The rain madefor slick roads, and slick roads made for accidents. The first call wasn’t bad. A fender bender with an anxious new mom and her infant on the way to the pediatrician.
Bannerjee calmed both mom and baby while the tow truck was called. Meanwhile I dealt with the traffic and cleanup, forcing myself not to think about the woman I’d left warm in my bed.
We hadn’t even dried off from the first call when we got the second.
There’s a mode of operation first responders learn to shift into so the trauma they witness doesn’t haunt them. It works. For the most part.
But given the mood I couldn’t shake, the circumstances, the cruel coincidence… I knew I was already spiraling before things got worse.
It was dark and I was thoroughly frozen by the time I trudged up the stairs to my apartment. My shoulder and head were battling it out for which could ache more.
I just wanted a hot shower so I could stand under the water until my soul thawed. And then I wanted to go to bed and sink into the blackness until I could forget about the pain that I hadn’t been able to save anyone from.
There was a husband and two little boys holding vigil in the ICU waiting room hoping their wife and mom would wake up.
I’d arrived after the fact. Generally how things worked. Something bad happened and then the cops came. I’d helped the fire crew and paramedics pull her from the mangled prison of twisted metal, held a poncho over her motionless body while they belted her onto the gurney, and felt fucking helpless.
I was supposed to save people, but I hadn’t even been able to save myself. It was dumb luck that I was still here. A lucky coincidence that Xandra had been there at the exact right time.
I unlocked my door with frozen fingers, anxious for the dark, the quiet.
Instead, I was met with light and warmth and the smell of something cooking on the stove.

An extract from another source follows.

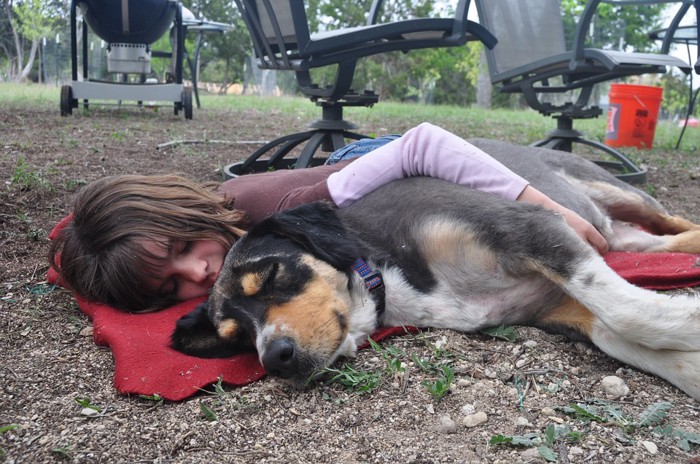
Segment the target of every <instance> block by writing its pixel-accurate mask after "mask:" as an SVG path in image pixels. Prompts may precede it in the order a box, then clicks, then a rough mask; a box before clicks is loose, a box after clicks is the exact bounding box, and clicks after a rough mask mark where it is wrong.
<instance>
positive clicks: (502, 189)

There was music, an upbeat country classic playing loud. Memories of her pulling me or Knox or my dad into a dance in the kitchen assailed me, making my chest ache.
Jayla Morgan was the light and laughter of our little family.
When she didn’t come home that day, part of me died. Part of all of us died. We were never the same.
Piper trotted up to me growling playfully through a stuffed snake.
“Hey!” Lina called cheerily from the kitchen. “Before you panic, I didn’t actually cook. Mrs. Tweedy made a triple batch of chili and I found a box mix for cornbread in your pantry that I managed not to burn. I figured it was the perfect, miserable day for it.”
She was in leggings and a long-sleeve white top that was cropped at the waist and open with crisscrossed straps at the back. Her skin was dewy and her short, dark hair tousled. The earrings I got her dangled from her ears.
In that moment, I knew a longing so intense I felt my knees buckle.
In that moment, I understood my father.
In that moment, I realized I was my father.
“Do you like Piper’s new toy? The mayor dropped it off. Said you’d get the joke,” she continued.
I wanted to take off my shoes, peel the wet clothes from my body, and stand under the showerhead until I felt human again. But I was frozen to the spot. Because I didn’t deserve to feel warm. Not until I’d let her go.
“Nash? Are you okay?” her voice sounded like it was far away. Like it was floating to me over country music and the smell of fresh cornbread.
Something rose up in me. Something dark and determined. I couldn’t do this.
If I stayed, if I kept her, kept leaning on her, I’d be no better than my father.
And if I loved her too much, I would lose her.
“I think you should go.” My voice sounded thin and shaky, like my father’s when he needed a fix.
The ladle fell from her hand and landed on the floor.
“You think I should do what?” she demanded, meeting my icy numbness with her fire.